Mr Mendoza’s analysis is echoed among some of the city’s 900,000 residents enjoying in the central square a recent spectacular sunset. “Lima barely knows we exist until we start protesting,” says Aljandro Diez, who runs a small textiles business. “With Humala, we have a chance to change the country and to improve things in the south.”

The city’s culture of social protest is explained in part by its shifting demographics. Arequipa was traditionally known as “the white city”, both because of its fine colonial-era Spanish buildings built of sillar, a pearly white volcanic rock, and the high proportion of light-skinned descendants of Spanish conquistadores who made the city their home. But in the past 40 years, immigrants from poor southern highland regions such as Puno, the Aymara indigenous city on the shores of Lake Titicaca, have arrived in droves seeking work.

“Arequipa has become a colony of Puno, with the cultural traditions of Puno,” says Julio Cotler, a political analyst from Lima.

Social protest is an important part of that culture, and barely a day goes by without some sort of unrest. In 2002 two people were killed and hundreds injured in demonstrations against the privatisation of two electricity companies. A transport strike against obligatory vehicle insurance brought the city to a standstill for a week last year and the Colca canyon, an important tourist attraction, was inaccessible for 10 days because of roadblocks. In recent months farmers have congregated in Arequipa to protest against the US trade deal.

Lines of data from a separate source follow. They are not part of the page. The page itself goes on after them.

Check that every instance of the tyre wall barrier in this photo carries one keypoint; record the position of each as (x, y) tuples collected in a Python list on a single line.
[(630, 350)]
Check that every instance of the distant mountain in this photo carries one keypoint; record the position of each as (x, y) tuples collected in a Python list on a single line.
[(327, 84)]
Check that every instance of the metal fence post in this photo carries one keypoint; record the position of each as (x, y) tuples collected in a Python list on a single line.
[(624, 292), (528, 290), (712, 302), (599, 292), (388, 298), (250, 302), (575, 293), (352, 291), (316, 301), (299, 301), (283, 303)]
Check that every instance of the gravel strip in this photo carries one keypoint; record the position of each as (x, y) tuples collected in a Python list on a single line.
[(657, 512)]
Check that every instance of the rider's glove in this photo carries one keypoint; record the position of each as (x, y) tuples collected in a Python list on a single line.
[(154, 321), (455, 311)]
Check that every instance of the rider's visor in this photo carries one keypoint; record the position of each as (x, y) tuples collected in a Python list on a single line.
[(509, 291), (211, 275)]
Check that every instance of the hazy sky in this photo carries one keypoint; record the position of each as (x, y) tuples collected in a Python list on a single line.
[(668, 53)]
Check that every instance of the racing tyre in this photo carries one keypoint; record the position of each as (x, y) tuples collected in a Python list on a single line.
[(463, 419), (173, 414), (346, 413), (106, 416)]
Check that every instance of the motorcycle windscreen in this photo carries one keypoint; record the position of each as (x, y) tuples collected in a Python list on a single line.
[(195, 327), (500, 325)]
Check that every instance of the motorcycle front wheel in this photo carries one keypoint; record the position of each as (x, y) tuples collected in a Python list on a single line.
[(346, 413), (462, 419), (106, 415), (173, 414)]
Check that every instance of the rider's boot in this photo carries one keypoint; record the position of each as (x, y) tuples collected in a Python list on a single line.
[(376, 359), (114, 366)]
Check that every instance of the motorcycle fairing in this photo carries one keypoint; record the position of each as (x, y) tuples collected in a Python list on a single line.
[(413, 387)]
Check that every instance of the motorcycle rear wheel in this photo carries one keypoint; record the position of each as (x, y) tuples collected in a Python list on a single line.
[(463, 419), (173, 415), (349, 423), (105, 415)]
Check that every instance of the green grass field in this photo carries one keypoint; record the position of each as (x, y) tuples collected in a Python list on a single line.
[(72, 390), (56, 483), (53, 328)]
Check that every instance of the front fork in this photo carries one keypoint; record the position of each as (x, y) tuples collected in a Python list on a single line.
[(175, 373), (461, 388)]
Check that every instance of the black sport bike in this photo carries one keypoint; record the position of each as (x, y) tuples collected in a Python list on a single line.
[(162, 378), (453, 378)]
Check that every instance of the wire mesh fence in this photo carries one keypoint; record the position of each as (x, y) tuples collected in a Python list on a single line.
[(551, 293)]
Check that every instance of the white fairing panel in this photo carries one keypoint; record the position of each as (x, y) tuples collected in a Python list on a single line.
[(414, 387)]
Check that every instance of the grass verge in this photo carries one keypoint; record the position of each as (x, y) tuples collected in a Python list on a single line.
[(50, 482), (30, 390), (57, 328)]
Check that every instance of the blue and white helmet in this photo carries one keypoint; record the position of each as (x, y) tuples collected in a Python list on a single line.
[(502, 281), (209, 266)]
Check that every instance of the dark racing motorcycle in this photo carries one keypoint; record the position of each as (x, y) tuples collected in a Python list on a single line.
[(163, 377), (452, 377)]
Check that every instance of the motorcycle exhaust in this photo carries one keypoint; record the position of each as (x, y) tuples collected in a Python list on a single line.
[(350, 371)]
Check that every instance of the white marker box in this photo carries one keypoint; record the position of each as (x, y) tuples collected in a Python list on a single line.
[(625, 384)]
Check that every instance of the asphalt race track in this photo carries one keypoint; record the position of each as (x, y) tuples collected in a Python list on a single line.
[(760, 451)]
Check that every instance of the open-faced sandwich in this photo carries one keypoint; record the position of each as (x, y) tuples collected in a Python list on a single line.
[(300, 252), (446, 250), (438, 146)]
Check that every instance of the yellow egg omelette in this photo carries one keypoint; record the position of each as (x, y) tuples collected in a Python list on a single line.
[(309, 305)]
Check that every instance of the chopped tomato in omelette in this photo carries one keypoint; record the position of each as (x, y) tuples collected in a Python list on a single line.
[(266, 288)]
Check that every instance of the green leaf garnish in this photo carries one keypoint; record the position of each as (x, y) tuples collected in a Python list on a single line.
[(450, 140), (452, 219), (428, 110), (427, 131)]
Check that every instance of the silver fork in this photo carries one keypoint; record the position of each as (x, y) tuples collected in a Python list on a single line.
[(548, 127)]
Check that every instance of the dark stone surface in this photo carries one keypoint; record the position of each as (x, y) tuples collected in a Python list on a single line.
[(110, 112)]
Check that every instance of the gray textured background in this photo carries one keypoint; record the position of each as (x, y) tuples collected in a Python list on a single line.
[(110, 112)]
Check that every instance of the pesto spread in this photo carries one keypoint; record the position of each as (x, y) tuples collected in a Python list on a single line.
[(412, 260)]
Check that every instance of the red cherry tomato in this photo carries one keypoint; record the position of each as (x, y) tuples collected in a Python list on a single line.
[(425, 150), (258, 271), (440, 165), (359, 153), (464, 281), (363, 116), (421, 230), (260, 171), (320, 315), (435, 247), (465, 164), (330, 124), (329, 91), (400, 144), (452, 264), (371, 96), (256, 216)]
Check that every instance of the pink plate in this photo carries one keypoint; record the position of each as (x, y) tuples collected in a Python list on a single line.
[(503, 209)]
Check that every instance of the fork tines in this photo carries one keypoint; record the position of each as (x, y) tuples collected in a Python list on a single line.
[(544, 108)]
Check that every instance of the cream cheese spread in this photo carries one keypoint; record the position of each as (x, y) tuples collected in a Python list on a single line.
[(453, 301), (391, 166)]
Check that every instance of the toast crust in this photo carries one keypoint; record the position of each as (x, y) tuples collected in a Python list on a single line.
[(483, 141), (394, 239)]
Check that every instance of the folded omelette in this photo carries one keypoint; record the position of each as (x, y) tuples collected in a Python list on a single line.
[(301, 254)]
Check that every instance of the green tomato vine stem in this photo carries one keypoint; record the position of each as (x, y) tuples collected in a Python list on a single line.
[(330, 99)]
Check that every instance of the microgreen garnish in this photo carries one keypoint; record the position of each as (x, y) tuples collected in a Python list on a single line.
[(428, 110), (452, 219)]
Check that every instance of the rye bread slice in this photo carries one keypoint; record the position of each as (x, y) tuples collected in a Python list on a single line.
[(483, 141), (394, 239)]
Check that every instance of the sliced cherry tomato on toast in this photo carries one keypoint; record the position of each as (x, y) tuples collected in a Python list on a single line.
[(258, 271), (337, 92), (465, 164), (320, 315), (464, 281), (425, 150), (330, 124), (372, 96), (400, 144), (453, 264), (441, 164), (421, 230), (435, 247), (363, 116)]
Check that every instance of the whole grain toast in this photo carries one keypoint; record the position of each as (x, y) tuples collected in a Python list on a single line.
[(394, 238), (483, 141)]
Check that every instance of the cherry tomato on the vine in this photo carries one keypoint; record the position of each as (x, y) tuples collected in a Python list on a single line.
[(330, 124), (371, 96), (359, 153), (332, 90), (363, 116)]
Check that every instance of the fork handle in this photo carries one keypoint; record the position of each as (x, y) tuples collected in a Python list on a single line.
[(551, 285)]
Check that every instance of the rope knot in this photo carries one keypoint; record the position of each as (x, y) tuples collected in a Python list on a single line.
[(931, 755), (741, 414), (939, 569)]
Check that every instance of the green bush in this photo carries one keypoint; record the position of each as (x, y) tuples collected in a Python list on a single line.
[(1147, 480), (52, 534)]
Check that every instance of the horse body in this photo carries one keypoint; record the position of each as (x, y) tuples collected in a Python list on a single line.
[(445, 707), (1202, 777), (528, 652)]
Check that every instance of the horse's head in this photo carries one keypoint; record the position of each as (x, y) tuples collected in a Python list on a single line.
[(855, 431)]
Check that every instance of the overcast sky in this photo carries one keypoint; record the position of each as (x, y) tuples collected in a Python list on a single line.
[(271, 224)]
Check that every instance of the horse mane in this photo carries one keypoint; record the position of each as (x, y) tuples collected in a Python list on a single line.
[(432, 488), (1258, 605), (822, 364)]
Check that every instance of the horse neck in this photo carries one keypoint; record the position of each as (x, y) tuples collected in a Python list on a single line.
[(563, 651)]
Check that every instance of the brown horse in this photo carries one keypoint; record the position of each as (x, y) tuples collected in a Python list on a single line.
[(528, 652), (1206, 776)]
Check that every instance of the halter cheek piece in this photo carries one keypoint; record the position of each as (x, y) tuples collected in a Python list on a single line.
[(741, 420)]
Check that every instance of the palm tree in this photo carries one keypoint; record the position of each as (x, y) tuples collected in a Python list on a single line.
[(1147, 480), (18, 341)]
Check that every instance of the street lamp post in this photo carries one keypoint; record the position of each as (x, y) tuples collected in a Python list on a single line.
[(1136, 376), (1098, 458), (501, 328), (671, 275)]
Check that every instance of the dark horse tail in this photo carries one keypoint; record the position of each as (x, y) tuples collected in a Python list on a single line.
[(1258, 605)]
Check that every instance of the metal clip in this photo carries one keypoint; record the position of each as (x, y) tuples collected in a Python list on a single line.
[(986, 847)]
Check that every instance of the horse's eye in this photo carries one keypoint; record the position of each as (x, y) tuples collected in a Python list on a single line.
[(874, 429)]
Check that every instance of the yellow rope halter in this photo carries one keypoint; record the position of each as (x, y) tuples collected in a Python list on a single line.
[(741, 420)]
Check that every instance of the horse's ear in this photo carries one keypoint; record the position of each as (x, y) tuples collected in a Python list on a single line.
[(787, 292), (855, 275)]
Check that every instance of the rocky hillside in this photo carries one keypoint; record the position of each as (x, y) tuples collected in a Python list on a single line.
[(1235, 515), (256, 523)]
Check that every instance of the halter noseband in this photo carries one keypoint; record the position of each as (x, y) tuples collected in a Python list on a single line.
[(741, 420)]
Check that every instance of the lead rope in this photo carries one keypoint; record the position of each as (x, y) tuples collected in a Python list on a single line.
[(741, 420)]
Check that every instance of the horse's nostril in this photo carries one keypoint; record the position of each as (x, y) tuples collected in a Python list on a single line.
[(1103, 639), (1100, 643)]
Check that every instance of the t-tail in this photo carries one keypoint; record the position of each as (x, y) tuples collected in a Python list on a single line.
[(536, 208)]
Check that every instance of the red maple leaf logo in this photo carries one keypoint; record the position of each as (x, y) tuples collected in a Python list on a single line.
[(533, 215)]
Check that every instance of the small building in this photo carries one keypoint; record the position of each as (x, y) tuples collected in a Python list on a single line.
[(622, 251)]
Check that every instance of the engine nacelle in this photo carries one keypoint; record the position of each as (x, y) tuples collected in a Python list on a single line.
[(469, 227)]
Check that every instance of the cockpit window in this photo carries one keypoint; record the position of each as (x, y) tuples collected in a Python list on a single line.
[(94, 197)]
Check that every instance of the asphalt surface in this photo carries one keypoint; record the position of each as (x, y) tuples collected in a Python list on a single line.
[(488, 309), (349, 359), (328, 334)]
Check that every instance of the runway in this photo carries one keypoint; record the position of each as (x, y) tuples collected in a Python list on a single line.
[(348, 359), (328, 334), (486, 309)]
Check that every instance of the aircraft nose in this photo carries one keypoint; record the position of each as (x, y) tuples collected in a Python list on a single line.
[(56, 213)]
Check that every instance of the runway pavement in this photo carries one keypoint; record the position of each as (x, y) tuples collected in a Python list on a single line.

Mr Humala’s support in Arequipa also represents a wider resentment evident across Peru towards the politicos de siempre (permanent politicians), the country’s stale political establishment. He likes to call himself the “anti-system” candidate, in a self-conscious echo of Alberto Fujimori, Peru’s president between 1990 and 2000 who cast himself as an “outsider” even when he was seeking re-election.

Unusually for Peru, the country is going to the polls at a time of economic boom. Gross domestic product grew by 6.7 per cent last year, compared with 4.81 per cent in 2004. The economy has expanded for 54 consecutive months, according to the National Statistics and Information Institute.

But Peru has a very young population – the median age is about 25 – and its workforce is growing by about 3 per cent a year. Even average GDP growth of 4.5 per cent over the past 15 years – though exceptional in terms of Peru’s history – has not been fast enough to make a serious dent in the labour market. Underemployment remains a widespread problem throughout Peru.

“Poverty levels remain about the same, quality of life hasn’t improved and the labour market is static,” says Fritz Du Bois, of the Peruvian Economic Institute, a free-market think-tank in Lima. “At the same time we have a whole generation of Peruvians accustomed to hearing how well we’re doing. This brings considerable frustration and irritation.”

Some analysts also point to Mr Humala’s psychological appeal. “There is a self-esteem problem at the heart of the Peruvian psyche,” says Mr Cotler. “In the past two decades we have had the highest inflation in our history, the most vicious terrorism in South America, we were the world’s biggest producer of cocaine and we had the corruption of the Fujimori years. Incan nationalism is a refuge from that recent history.”

For the moment, many opponents of Mr Humala are seeking solace in polls that show Ms Flores would easily defeat him in a second-round run-off. But according to the most recent polls, Mr Humala is the first-choice candidate outside the capital. As Mr Mendoza notes: “Yes, they [Lima] are 27 per cent of the population but they should never forget that we are 73 per cent”.